Mahoning schools get sweep of wins


BY Peter H. MILLIKEN

milliken@vindy.com

YOUNGSTOWN

Mahoning County’s public schools were big winners in Tuesday’s election.

All six real-estate tax levies that were put on the ballot by four Mahoning County school districts passed in unofficial election results.

In Boardman, a renewal levy won easily by a 60.5 percent to 39.5 percent margin, but a replacement levy won by just four votes and was headed for an automatic recount.

Under state election law, a recount is automatic if the margin of victory is half a percent or less of the votes cast.

In Poland, a renewal levy won by 65.35 percent to 34.65 percent.

In Springfield, a bond issue to build a new elementary school passed by a 61-to-39 percent margin.

In the Jackson-Milton district, a 4-9-mill renewal and an 0.9-mill renewal both passed by a 57-to-43 percent margin.

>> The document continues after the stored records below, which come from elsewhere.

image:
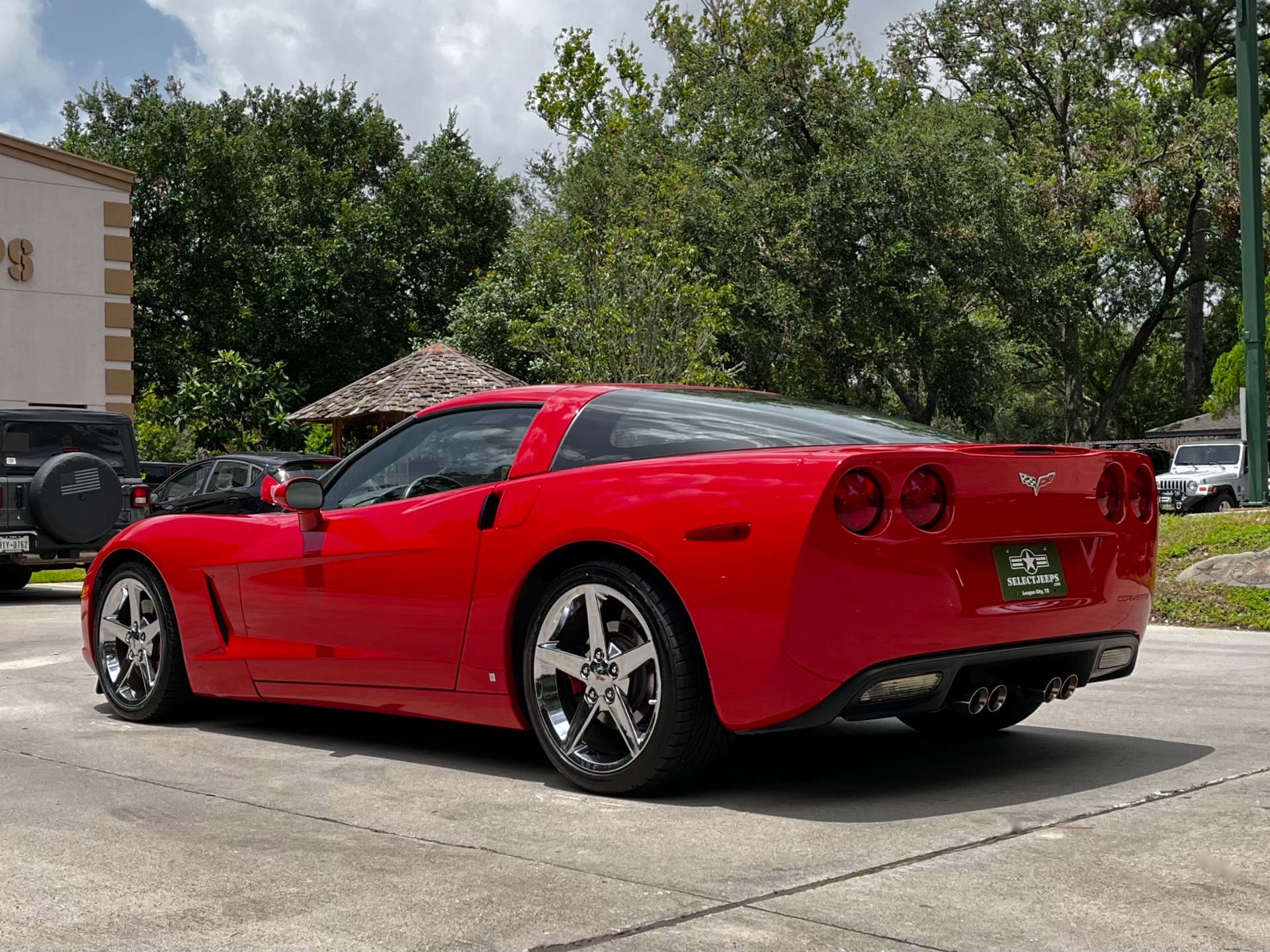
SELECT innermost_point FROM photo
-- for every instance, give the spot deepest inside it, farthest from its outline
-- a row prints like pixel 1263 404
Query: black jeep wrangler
pixel 69 481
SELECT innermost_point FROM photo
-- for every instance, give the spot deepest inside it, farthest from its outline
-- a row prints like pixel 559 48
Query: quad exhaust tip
pixel 986 699
pixel 980 699
pixel 997 698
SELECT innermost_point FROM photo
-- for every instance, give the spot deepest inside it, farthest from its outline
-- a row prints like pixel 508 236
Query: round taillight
pixel 1108 494
pixel 923 498
pixel 1142 493
pixel 857 500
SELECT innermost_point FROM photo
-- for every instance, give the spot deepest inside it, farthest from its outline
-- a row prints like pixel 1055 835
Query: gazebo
pixel 390 394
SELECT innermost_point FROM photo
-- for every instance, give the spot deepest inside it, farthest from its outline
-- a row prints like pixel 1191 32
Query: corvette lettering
pixel 1037 483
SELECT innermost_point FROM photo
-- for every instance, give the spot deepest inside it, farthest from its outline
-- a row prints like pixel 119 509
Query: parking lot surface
pixel 1136 815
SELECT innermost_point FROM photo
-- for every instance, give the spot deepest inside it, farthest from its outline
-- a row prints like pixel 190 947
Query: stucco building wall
pixel 66 313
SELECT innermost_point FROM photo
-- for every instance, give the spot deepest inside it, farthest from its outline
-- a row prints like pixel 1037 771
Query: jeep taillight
pixel 1108 494
pixel 857 500
pixel 1142 493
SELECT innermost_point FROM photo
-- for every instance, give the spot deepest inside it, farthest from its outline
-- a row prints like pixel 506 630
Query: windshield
pixel 1208 455
pixel 26 446
pixel 644 424
pixel 305 467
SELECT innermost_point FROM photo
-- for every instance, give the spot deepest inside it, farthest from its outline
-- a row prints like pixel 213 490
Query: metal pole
pixel 1248 74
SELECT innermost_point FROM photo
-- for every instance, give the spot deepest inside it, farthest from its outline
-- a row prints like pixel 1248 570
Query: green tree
pixel 158 437
pixel 821 229
pixel 290 225
pixel 235 405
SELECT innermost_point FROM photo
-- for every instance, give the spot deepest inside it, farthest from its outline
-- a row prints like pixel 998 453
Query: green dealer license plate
pixel 1031 571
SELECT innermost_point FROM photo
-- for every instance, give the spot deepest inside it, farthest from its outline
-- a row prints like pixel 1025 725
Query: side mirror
pixel 302 495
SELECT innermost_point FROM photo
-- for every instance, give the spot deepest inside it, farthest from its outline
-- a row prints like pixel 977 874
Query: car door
pixel 379 593
pixel 181 491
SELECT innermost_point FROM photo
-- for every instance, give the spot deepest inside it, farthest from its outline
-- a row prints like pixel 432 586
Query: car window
pixel 644 424
pixel 1208 455
pixel 435 455
pixel 233 474
pixel 305 467
pixel 187 483
pixel 26 446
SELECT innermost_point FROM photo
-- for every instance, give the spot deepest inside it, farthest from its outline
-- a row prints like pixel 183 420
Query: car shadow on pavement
pixel 865 772
pixel 882 771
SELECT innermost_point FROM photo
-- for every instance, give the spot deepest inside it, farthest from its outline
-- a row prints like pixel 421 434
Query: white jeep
pixel 1206 477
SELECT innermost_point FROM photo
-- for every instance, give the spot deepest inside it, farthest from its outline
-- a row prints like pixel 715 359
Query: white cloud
pixel 421 58
pixel 28 81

Boardman schools asked voters to renew a 5.9-mill operating levy for five years and to approve a 1.6-mill five-year replacement levy for permanent improvements.

The operating levy, which generates $4,643,763 annually, pays for utilities, salaries and other operating costs.

“I’m very pleased with the voters of Boardman. They have shown that they have confidence in the Boardman schools and the programs that we have and the student achievement that we have shown,” said Frank Lazzeri, schools superintendent. “Winning by 20 percentage points on a renewal is typical for this type of levy,” he added. The school district is rated academically excellent.

Boardman’s permanent improvement levy was put before the voters to replace an earlier tax, whose value has been $821,219 a year and would add $480,000 annually to that figure to pay for security upgrades.

“In this post-Sandy Hook, post-Chardon climate that we’re in, we need to tighten security in our schools,” Lazzeri said, adding the levy was designed to improve security in all seven buildings.

The Poland schools were successful in getting voters to renew for five years a 6.2-mill operating levy that raises $2,297,755 a year.

In a combined measure, Springfield schools asked voters to approve a 2-mill, 37-year additional bond issue for school construction and a 0.5-mill, 23-year additional levy for maintenance.

Voters had defeated that measure in November.

“We’re so appreciative of the community and the grass-roots efforts of the [levy] committee,” Debra Mettee, schools superintendent, said of the bond issue’s passage.

“We appreciate the fact that our community members on fixed incomes supported our efforts, because without them, it would not have passed,” she said.

The primary goal in Springfield has been to replace a 1923-vintage elementary school rated by the Ohio School Facilities Commission as the seventh-worst school building in the state with a new $12.3 million building, and that goal will now be realized, Mettee said.

The bond issue will pay 52 percent of the new building’s cost, with the state paying the rest.

In the Jackson-Milton schools, voters renewed for five years a 4.9-mill levy to avoid an operating deficit, and a 0.9-mill permanent improvement levy.